If $\displaystyle x=\frac{e^t-e^{-t}}{2}$, solve for t.
This is my work.
$\displaystyle 2x=e^t-e^{-t}$
$\displaystyle \ln 2x=\ln (e^t-e^{-t})$
I'm stuck trying to simplify $\displaystyle \ln (e^t-e^{-t})$. Help?
Thanks.
If $\displaystyle x=\frac{e^t-e^{-t}}{2}$, solve for t.
This is my work.
$\displaystyle 2x=e^t-e^{-t}$
$\displaystyle \ln 2x=\ln (e^t-e^{-t})$
I'm stuck trying to simplify $\displaystyle \ln (e^t-e^{-t})$. Help?
Thanks.
$\displaystyle x = \frac{e^t - e^{-t}}{2}
$
$\displaystyle 2x = e^t - e^{-t}
$
$\displaystyle 2xe^t = e^{2t} - 1$
$\displaystyle 0 = e^{2t} - 2xe^t - 1$
$\displaystyle e^t = \frac{2x \pm \sqrt{4x^2 + 4}}{2}
$
$\displaystyle e^t = \frac{2x \pm 2\sqrt{x^2 + 1}}{2}$
$\displaystyle e^t = x \pm \sqrt{x^2+1}$
since $\displaystyle \sqrt{x^2+1} > x$ ...

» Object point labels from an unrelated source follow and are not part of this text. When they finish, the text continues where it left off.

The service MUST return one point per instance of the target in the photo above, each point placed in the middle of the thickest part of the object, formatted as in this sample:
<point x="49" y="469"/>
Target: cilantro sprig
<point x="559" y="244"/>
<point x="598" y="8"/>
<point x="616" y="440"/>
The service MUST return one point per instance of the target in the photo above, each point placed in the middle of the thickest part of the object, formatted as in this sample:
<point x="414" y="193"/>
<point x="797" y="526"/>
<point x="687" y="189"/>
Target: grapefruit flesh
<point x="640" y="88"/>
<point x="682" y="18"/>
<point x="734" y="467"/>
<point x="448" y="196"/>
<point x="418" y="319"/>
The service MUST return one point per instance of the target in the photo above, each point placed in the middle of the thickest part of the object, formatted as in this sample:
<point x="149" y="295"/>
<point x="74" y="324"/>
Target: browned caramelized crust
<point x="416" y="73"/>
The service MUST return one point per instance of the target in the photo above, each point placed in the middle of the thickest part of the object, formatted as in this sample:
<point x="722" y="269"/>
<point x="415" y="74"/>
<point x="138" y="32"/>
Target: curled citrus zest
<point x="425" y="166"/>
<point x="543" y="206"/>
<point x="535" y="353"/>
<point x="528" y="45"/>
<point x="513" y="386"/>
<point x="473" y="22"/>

$\displaystyle e^t = x + \sqrt{x^2+1}
$
$\displaystyle t = \ln\left(x + \sqrt{x^2+1}\right)$
No, your method was making things more complicated rather than simplifying. One thing that might make the solution easier to understand is to let [tex]y= e^t[tex] to start with. Since $\displaystyle e^{-t}= \frac{1}{e^t}= \frac{1}{y}$, your equation becomes $\displaystyle x= \frac{y+ 1/y}{2}$. Multiply both sides by 2y to get [tex]2xy= 2y^2+ 1[tex] or $\displaystyle 2y^2- 2xy+ 1= 0$. Use the quadratic formula to solve that for y and then take t= ln(y).